Alix Kates Shulman’s coming-of-age novel about a Midwestern girl in the late 50s and early 60s who finds life, love, divorce, abortion, and love again, was a sensation even before it was published in 1972. (It was a good year for sensations—1972 also saw the debut of Ms. magazine, the release of “Deep Throat,” and the publication of both The Joy of Sex and Fear and Loathing in Las Vegas.) Portions of it had appeared in the pioneering feminist journal Aphra, and, she notes in her preface to this, the reissued edition, copies of the galleys were passed around New York by young women in publishing circles, contributing to the bidding war that ensued. In the end, Memoirs set a record for paperback rights to a first novel
The book went on to become a best-seller, with millions of copies being read as the second wave of American feminism came into its own. Contemporary reviews heralded the exploits of beautiful Sasha, who grows up in Baybury Heights, Ohio, chafing against the constraints of society’s plan for her, and determined to both excel at it (by being the prettiest girl in school), and to escape it (by sleeping around and going to college), as “the first feminist novel.” The Village Voice went so far as to say that Shulman, by providing Sasha with a 1960s checklist of graduate school, love, sex, divorce, dashed career hopes, an abortion and more, “has incorporated all of the points of the Women’s Liberation movement and given them rare fictional life.” This reprint edition, part of Farrar, Straus and Giroux’s Feminist Classics Series, places it alongside such landmark texts as The Female Eunuch and The Dialectic of Sex.
Why then, is it such an unappealing read today? Sasha’s preoccupation with her looks; her compulsive, albeit ambivalent, seduction of every man she meets; her competitive analyses of rivals; her scheming to sleep with another woman’s husband—all appear to the contemporary reader as less like a feminist heroine and more like the socialites of “Sex and the City”. While suffering a few genuine setbacks and tragedies along the way, Sasha’s privileged world is more aspirational than pitiful—a poor little rich girl.

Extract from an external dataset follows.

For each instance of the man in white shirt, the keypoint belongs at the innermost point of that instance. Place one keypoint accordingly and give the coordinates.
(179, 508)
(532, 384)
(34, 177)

She steals her sorority sister’s boyfriend, is crowned prom queen, is an intellectual star in college, attends graduate school in New York City, has torrid affairs, and achieves the kind of lifestyle that allows the opening sentence to read, “As the Orient Express lumbered into the subfreezing Munich Hauptbahnhof…” Throughout she appears to be a free agent, paranoidly craven to societal norms, yet willing to break them when it serves her purpose.
Part of the book’s problem is Shulman’s flat narrative voice. The brief, dispassionate descriptions of a date rape and an amateur abortion, while unsettling, feel out of place in the heroine’s otherwise glamorous, emotionless life. We get Sasha’s lengthy monologues about her beauty and its effect on those around her rather than any hint of why she stays in a loveless marriage even as her best friend embarks on life as a single mother. Shulman states in the introduction to this edition that she intended the book to be “a sardonic portrayal of one white, middle-class Midwestern girl’s coming-of-age,” and her decision to make the novel descriptive, rather than theoretical or prescriptive, may be the reason it was able to reach so many at the time of its release, and also why it feels so unremarkable now. Perhaps feminism’s reach has rendered its own literature obsolete.
And yet, we cannot wash our hands of Sasha and thank feminism for saving her. Contemporary young American women, while certainly enjoying more opportunities and freedoms than the Sashas of the 1950s, still operate with the pressure to be pretty, to conform, to find a man. If Sasha reads as pathetic, whiny, and manipulative, and we are meant to conclude that she is salvageable by the sense of self that feminism so radically extends to women—then perhaps Memoirs is all the more necessary now, as today’s “liberated” young women continue to confront glass ceilings, sexual assault, and right wing politicians bent on taking away their civil rights. Today’s prom queens need feminism too.